The Information Commissioner’s Office (ICO) is cracking down on unsolicited marketing calls, emails and texts. The ICO, which upholds standards of practice concerning information rights and data privacy, has monitored 14 companies. Seven of these could face enforcement action, including household names TalkTalk, British Gas, Scottish Power and Anglian Windows. Three more unnamed companies are still under investigation.

In most industries, companies are allowed to make cold telephone calls, but seeking business face-to-face, i.e. calling door-to-door or stopping passersby; making automated calls; and sending unsolicited texts are all prohibited. The Financial Services Authority also bans cold calls to sell certain types of financial product. However, consumers who receive cold calls have the right to request not to be called again by that company, and organisations must also not make cold calls to anyone who has registered with the Telephone Preference Service (TPS).

The ICO has taken this action based on complaints it has received, and complaints received by the TPS, with the ICO suspecting that some firms are illegally phoning TPS registered consumers. The ICO received 7,095 complaints regarding cold calls in the period 2011-12, an increase of 43% over a 12 month period.

Four claims management companies (CMCs), all specialising in payment protection insurance (PPI), have already been the subject of action by the ICO. CMCs have been cited by the ICO as a problem industry for cold calling, along with home improvement companies, direct marketers and utility providers.

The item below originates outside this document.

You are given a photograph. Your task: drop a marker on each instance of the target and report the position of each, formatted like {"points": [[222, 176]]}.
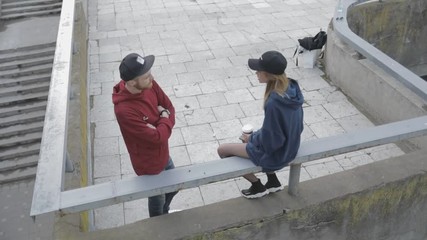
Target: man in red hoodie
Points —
{"points": [[146, 117]]}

In July 2012, the ICO was granted the power to impose fines of up to £500,000 for breaches of the Privacy and Electronic Communications Regulations regarding cold calling or sending texts and emails. It has a dedicated team of staff who specialise in monitoring this area. In addition to its own powers of enforcement, the ICO can initiate criminal prosecutions of organisations who break the law.

Simon Entwistle, Director of Operations at the ICO, said in October 2012: “The public have told us that they are increasingly concerned about the illegal marketing texts and calls. These are often made by rogue companies claiming to offer pay outs for accidents a person has never had or PPI claims that they are not necessarily entitled to.

“While companies can phone people to sell them the latest product or service, the law states that individuals should not receive unsolicited texts or automated marketing calls unless they have given their permission. We know many companies are failing to do this and two individuals responsible for sending millions of illegal marketing messages are now facing six figure penalties unless they can prove otherwise.”

In November 2012, charity Citizens Advice called for CMCs to be banned from cold calling. Its research suggested 90% of consumers have received calls, emails or texts from CMCs, of which 72% concerned re-claiming PPI.

Citizens Advice chief executive Gillian Guy used some rather stark language regarding the matter by saying “These firms are intimidating people in their home and wasting a lot of people’s time.”